Tears sprang to her eyes again. She didn’t want to grow anymore. It hurt to grow. She just wanted to…
What did she want? What was Winnie Foster going to do when her time was served? Where would she go if she didn’t have some magic to whip up a place to be?
She shook her head and gently poked Icabod in the stomach. “I have to go before the Commander in Chief writes me up for insubordination. You okay up here alone?”

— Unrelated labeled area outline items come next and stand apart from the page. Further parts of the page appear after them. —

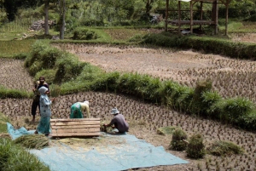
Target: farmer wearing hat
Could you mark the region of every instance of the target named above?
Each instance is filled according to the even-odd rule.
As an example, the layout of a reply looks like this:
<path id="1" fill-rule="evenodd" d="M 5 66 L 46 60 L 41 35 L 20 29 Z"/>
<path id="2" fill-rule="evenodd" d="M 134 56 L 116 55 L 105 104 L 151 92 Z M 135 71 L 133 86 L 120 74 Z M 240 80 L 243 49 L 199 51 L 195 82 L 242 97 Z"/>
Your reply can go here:
<path id="1" fill-rule="evenodd" d="M 31 113 L 32 115 L 32 122 L 34 122 L 36 119 L 36 113 L 37 113 L 38 106 L 39 111 L 40 111 L 40 104 L 39 104 L 40 93 L 38 92 L 38 89 L 41 87 L 45 87 L 49 91 L 49 84 L 45 82 L 45 77 L 44 76 L 41 76 L 39 77 L 39 80 L 36 82 L 34 88 L 32 89 L 34 92 L 33 101 L 32 101 L 32 104 L 31 106 Z"/>
<path id="2" fill-rule="evenodd" d="M 35 131 L 35 134 L 44 134 L 45 135 L 48 135 L 50 132 L 50 105 L 55 100 L 55 99 L 53 99 L 52 100 L 49 99 L 47 94 L 49 94 L 49 88 L 45 87 L 41 87 L 38 91 L 41 94 L 39 100 L 41 118 L 37 130 Z"/>
<path id="3" fill-rule="evenodd" d="M 77 102 L 72 105 L 70 118 L 83 118 L 83 111 L 86 111 L 88 118 L 90 117 L 89 101 Z"/>
<path id="4" fill-rule="evenodd" d="M 114 128 L 119 130 L 119 133 L 124 134 L 128 132 L 129 124 L 125 121 L 125 117 L 122 114 L 119 114 L 119 111 L 117 108 L 111 110 L 111 114 L 113 115 L 113 118 L 111 120 L 109 124 L 104 124 L 105 127 L 111 127 L 114 125 Z"/>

“I spent almost twenty-eight years in an attic in a box. I think I can handle an hour while you’re gone for dinner. The question is, are you going to be okay?”
Winnie smiled and rose. “I’ll be fine. I made it through kindergarten crazy today, I think I can manage whatever dinner brings.”
“It smells like spaghetti night.” He made a smacking noise with his unmoving lips.
“You freak me out.”
“I’m a talking Cabbage Patch doll. You should be freaked out.”
She chuckled again, hiking up her skort. “Okay, I’m out. But I’ll be back later.”
As she made her way across the wood-planked floor, Icabod said, “Thanks, Winnie.”
She looked over her shoulder at him, his blank eyes staring back at her. “For what?”
“For asking after me. It was nice.”
Winnie smiled, gritting her teeth to keep from bursting into tears again. “You’re welcome,” she whispered before closing the door behind her.